The serviceName in the serviceRegistries block is the FQDN that other services will use to discover this service. It follows the pattern service-name.namespace-name.aws-local. For private DNS namespaces, the aws-local part might be omitted or replaced with your VPC’s domain name depending on how you configured the namespace. You can verify this FQDN by looking at the Cloud Map service details.
The magic happens because Cloud Map integrates directly with ECS. When ECS launches a task that has a serviceRegistry configured, it automatically performs the registration. When the task stops, ECS automatically deregisters it. This seamless integration means you don’t need separate automation to keep your service registry up-to-date.
The registryId and namespaceId are often the same value, which is the ARN of the Cloud Map namespace. When you create a namespace, you get a NamespaceId. You use this NamespaceId to associate your VPC and then reference it when defining your ECS service’s serviceRegistries.

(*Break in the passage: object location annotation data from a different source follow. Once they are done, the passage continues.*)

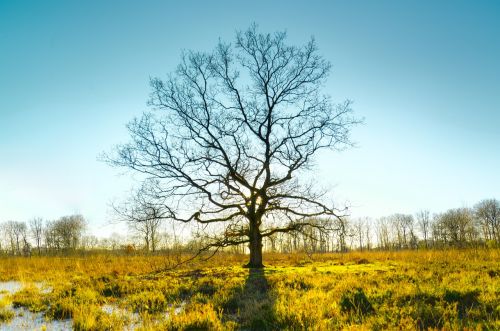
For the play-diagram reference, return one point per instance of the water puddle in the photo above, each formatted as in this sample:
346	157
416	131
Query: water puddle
25	320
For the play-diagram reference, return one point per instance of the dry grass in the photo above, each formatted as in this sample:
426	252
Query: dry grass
454	289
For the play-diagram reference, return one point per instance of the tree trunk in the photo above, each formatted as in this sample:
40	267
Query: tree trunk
255	246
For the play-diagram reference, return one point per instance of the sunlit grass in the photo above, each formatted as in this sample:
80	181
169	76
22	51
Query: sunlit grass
361	290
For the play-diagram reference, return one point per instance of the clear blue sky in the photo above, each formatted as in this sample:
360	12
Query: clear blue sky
425	75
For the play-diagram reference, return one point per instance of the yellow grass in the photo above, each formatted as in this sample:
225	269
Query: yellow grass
451	290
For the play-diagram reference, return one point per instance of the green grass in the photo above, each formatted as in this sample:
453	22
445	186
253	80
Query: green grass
376	290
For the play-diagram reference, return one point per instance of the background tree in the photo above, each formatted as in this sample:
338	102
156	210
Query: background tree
230	136
488	214
65	233
144	217
36	232
424	221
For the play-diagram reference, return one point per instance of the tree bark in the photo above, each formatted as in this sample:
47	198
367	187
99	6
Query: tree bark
255	245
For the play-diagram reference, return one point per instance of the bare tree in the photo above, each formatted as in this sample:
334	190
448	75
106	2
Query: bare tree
230	136
488	213
65	233
36	231
143	216
423	221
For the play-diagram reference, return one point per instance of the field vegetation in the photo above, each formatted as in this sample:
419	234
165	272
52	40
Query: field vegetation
410	290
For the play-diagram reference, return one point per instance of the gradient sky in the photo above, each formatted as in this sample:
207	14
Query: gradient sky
425	75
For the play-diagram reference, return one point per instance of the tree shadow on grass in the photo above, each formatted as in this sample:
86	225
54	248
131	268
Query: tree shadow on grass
252	305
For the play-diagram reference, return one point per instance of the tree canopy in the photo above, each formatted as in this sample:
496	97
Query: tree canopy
230	134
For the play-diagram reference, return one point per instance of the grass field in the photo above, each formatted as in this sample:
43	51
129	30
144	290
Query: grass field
408	290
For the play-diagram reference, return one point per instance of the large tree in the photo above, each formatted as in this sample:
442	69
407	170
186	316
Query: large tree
230	136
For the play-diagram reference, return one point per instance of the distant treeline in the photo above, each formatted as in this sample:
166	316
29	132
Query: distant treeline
460	228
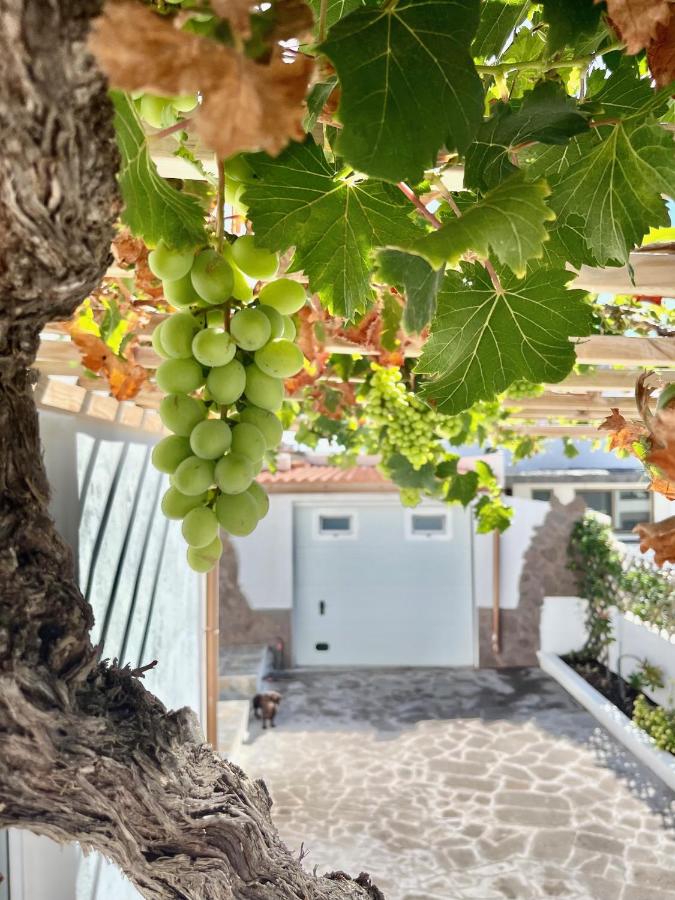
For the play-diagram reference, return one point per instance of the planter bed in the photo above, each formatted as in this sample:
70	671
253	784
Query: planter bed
611	717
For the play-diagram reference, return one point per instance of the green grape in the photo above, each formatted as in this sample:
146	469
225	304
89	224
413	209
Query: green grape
193	476
212	347
153	108
280	359
178	332
267	422
180	414
250	329
203	559
176	505
234	473
212	277
157	344
276	320
168	264
180	293
200	527
249	441
252	260
169	452
290	331
184	102
262	501
210	439
263	390
241	289
237	514
179	376
284	295
226	383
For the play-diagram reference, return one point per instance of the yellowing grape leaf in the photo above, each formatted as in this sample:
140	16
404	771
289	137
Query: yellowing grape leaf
509	220
408	84
124	376
637	21
333	219
482	341
245	105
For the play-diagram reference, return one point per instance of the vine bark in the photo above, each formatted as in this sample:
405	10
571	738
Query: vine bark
86	753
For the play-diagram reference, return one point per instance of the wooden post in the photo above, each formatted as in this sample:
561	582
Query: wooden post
212	656
496	596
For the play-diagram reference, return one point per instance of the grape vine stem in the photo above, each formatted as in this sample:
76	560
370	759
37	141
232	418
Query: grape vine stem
433	220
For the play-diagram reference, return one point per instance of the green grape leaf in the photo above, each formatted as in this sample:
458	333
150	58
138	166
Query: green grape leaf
408	84
509	220
462	489
497	22
482	341
334	220
492	515
615	188
567	19
153	209
402	472
546	115
412	276
336	9
625	93
391	321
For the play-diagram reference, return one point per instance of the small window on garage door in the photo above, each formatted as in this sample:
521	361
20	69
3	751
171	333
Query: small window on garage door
427	525
335	525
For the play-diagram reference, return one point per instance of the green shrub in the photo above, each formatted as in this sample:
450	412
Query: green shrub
658	722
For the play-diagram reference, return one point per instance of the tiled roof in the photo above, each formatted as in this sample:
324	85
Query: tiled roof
307	478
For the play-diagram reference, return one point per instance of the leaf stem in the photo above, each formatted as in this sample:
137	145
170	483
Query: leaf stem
220	210
323	15
417	203
183	125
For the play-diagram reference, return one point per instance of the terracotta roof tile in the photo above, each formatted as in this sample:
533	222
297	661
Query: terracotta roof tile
305	477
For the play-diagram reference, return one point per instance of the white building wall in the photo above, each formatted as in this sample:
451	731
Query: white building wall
527	516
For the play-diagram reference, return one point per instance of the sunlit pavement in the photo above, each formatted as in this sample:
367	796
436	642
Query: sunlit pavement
462	785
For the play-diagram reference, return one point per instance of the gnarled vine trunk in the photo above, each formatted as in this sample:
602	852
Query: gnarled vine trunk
86	753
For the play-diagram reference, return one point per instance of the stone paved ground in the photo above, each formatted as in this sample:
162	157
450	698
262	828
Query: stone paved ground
462	785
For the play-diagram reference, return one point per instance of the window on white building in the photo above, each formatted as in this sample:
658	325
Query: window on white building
427	525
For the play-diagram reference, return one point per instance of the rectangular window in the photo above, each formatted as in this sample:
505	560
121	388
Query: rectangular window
600	501
631	508
427	525
335	525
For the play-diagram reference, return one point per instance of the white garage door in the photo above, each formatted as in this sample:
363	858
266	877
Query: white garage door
381	585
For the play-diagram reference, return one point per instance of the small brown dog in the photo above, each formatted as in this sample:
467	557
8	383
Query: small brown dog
265	707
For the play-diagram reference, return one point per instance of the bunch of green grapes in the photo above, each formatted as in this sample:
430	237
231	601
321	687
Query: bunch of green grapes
404	423
162	112
226	355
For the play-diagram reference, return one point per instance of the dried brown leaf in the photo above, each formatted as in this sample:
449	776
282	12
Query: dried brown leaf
124	376
245	105
624	431
237	12
659	537
661	52
637	21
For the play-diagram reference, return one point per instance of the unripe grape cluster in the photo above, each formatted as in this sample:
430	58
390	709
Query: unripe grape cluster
404	423
225	357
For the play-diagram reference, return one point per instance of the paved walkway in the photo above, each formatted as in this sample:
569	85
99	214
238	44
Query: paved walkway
462	785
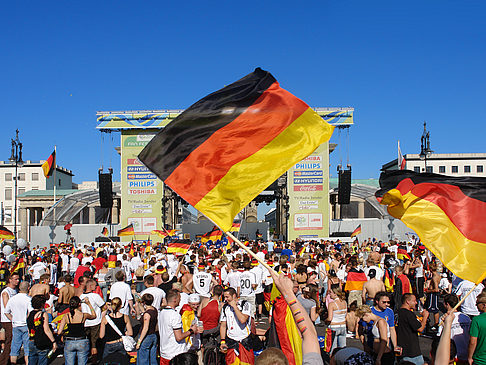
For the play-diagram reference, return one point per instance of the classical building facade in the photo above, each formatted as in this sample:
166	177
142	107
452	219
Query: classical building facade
30	177
452	164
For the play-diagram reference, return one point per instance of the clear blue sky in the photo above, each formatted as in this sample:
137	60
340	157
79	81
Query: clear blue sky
396	63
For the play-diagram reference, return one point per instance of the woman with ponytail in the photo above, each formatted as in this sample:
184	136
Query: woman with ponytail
76	344
113	341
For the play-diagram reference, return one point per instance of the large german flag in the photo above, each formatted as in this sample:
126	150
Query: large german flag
50	164
447	213
355	281
6	234
229	146
214	235
127	231
179	246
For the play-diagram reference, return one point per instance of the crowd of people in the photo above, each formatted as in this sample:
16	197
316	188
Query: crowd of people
112	303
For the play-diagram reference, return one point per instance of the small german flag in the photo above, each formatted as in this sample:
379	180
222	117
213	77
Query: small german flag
179	246
248	134
50	164
235	227
402	253
132	251
127	231
6	234
355	281
20	264
446	212
214	235
356	231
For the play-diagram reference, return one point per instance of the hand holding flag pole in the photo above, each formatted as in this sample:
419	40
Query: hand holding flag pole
251	253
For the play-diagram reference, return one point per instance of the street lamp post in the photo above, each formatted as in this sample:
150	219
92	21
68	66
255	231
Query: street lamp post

One common point of confusion is how to specify the serviceName in the serviceRegistries block. While you can specify a custom DNS name, it’s generally recommended to use the auto-generated name provided by Cloud Map for private DNS namespaces, which is often in the format service-name.namespace-name.aws-local. You can find the correct FQDN by navigating to your Cloud Map namespace in the AWS console and looking at the "Services" tab. Clicking on your service there will show you the FQDN.
Once your frontend service is configured to use Cloud Map, the next step is usually to implement robust client-side retry logic in your frontend application to handle transient network issues or brief periods where a backend service might be temporarily unavailable during scaling events.